症状はいろいろです。例えば、真っ白な枠だけしか描かれない場合や、グラフの折れ線を中途半端にしか描かない場合などがあります。
そこで参考となる情報をまとめました。
さて、互換性には種類があります。
・Excelのバージョンによる違い。・Excelのバージョンは同じなのにPCが違うと動いたり動かなかったり。・PCもExcelのバージョンも同じなのにデータが違うと動いたり動かなかったり。
★ 予備知識
まずはオブジェクトの階層構造を頭に入れておきます。
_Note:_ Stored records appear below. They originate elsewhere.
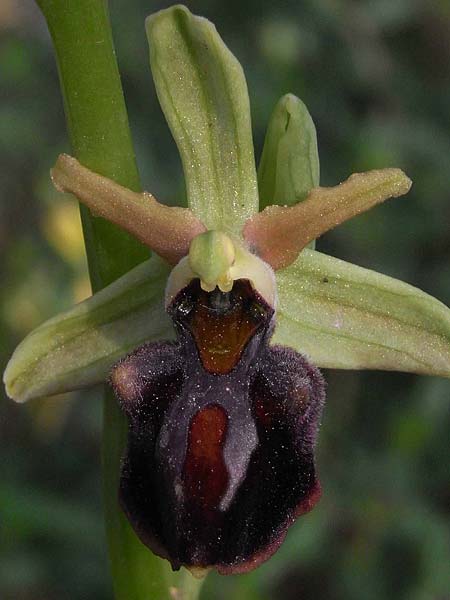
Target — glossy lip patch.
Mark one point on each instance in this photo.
(222, 429)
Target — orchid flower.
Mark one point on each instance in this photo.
(213, 345)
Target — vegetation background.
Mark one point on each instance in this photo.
(375, 76)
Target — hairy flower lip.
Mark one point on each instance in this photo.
(282, 406)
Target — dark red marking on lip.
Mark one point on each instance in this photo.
(205, 472)
(222, 334)
(245, 431)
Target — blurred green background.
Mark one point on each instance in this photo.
(375, 76)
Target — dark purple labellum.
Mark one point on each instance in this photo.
(222, 428)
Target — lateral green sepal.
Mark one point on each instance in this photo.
(289, 167)
(77, 348)
(346, 317)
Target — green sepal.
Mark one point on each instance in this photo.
(346, 317)
(289, 167)
(202, 91)
(77, 348)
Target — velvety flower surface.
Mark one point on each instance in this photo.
(222, 429)
(222, 404)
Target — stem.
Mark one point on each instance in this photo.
(98, 128)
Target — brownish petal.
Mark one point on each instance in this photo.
(167, 230)
(279, 233)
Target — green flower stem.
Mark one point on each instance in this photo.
(99, 133)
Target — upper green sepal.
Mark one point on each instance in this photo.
(346, 317)
(203, 94)
(77, 348)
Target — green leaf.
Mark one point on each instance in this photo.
(77, 348)
(347, 317)
(289, 166)
(203, 93)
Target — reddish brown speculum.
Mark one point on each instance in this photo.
(222, 430)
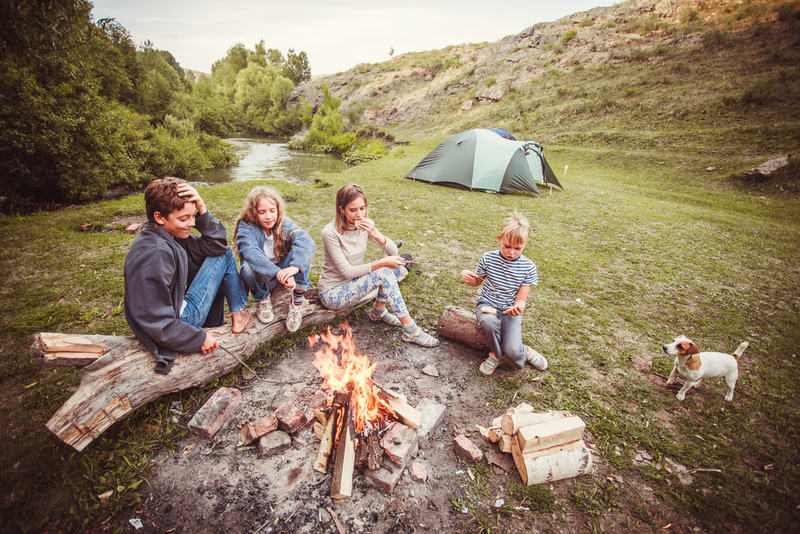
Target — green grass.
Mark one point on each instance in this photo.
(634, 251)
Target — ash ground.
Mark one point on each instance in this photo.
(211, 485)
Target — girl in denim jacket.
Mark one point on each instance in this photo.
(273, 250)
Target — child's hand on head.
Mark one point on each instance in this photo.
(190, 194)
これを知るとモヤモヤが消えてすっきりします。
Sheetオブジェクト
|
ChartObjectオブジェクト ・・・ グラフの枠=長方形の白い台紙。 .name を取得も設定もできる
|
Chartオブジェクト ・・・ グラフそのもの。 .name は取得だけできる
■ Excelバージョン間の互換性
このサイトOfficeTANAKAによると、Chartの名前はExcelのバージョンによって違うと書いてあります。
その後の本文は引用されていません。